Ashtabula River Railroad Disaster - Investigations

Investigations

The following day an investigative coroner's jury, made up of six men, were appointed. Their investigation was to take 68 days.

The Ashtabula bridge designer, Amasa Stone, was the President of the Lake Shore Michigan Southern Railway – Cleveland and Erie Division from 1856 to 1867. taking a well-established wooden bridge pattern (the Howe Truss) and adapting it as the pattern for an all iron bridge. Built in 1865 to span 165 feet (50 m), the engineer employed to draft and construct it resigned after saying the braces were too small. The Railroad's Engineer in Charge, Charles Collins, saw it as an 'experiment', leaving matters to the president. The coroner's jury report strongly criticized the design of bridge as the failure of one part led to its collapse. Bridge members, instead of being fastened, rested on each other. The report also noted an inspection by a competent bridge engineer during the eleven years the railroad had used the bridge would have spotted these defects. The jury also criticized the way the trains had been heated and censured the Ashtabula Chief Fireman for failing to attempt to put out the fire.

The State Legislature of Ohio appointed engineers to look at the use of iron for the bridge, then a new material, and they concluded that the material had no inherent defect. Days after testifying to the State Legislature Committee, Collins was found dead in his bedroom of a gunshot wound to the head. Having tendered his resignation to the Board of Directors the previous Monday, and been refused, Collins was believed to have committed suicide out of grief and feeling partially responsible for the tragic accident. However, a police report at the time suggested the wound had not been self-inflicted, and documents discovered in 2001 and an examination of Collins' skull suggest that he had indeed been murdered.

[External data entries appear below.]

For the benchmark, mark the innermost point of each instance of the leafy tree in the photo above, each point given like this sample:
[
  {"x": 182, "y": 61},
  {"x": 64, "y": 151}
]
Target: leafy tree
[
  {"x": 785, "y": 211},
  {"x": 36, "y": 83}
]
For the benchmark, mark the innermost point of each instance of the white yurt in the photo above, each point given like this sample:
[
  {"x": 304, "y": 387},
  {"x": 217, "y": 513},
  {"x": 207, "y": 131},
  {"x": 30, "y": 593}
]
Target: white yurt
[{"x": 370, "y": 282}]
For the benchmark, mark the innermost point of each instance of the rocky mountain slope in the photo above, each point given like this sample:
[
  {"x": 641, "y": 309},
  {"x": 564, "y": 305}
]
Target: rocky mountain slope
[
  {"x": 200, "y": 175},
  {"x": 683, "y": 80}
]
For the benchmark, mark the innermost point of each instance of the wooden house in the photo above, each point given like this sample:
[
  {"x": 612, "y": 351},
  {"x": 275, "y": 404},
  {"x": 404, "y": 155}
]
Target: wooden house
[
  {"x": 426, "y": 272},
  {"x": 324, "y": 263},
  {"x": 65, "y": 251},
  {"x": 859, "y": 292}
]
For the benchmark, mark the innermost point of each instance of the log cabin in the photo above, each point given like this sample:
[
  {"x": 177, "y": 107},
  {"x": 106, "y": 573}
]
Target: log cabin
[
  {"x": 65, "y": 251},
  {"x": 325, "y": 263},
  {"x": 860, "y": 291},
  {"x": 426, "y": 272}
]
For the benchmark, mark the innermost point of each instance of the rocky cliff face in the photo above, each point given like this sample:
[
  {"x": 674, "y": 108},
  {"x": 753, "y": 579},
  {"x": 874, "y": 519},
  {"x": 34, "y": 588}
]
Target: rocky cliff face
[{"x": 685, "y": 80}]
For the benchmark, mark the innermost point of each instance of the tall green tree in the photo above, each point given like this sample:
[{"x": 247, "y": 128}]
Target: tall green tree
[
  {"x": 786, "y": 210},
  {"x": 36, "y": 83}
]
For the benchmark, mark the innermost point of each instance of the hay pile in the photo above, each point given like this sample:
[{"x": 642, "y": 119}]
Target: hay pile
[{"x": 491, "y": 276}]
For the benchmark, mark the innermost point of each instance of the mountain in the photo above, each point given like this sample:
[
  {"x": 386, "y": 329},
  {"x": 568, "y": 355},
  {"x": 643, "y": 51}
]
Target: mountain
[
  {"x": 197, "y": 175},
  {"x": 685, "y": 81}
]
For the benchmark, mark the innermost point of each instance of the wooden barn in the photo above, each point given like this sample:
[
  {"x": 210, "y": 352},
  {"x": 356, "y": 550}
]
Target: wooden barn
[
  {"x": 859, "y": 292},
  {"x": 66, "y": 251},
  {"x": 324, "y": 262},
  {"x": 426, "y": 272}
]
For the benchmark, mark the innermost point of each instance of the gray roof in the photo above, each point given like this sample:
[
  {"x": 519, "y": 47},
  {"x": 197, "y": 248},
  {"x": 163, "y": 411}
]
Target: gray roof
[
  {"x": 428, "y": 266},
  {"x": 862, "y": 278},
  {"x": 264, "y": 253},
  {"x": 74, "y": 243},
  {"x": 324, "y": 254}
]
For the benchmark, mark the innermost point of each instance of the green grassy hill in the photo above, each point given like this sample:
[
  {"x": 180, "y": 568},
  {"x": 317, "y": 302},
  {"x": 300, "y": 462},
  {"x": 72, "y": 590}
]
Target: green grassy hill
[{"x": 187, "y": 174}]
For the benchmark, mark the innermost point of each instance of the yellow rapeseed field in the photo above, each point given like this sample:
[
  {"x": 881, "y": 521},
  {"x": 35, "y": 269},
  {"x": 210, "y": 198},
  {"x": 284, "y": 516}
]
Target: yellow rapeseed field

Amasa Stone committed suicide seven years later after experiencing financial difficulties with some foundries he had interests in, suffering from severe ulcers that kept him from sleeping and scorn from the public over the disaster.

Some recent authors have attributed the accident to fatigue of the cast iron lug pieces which were used to anchor the wrought iron bars of the truss together. Many were poorly made, and needed shims of metal inserted to hold the bars in place.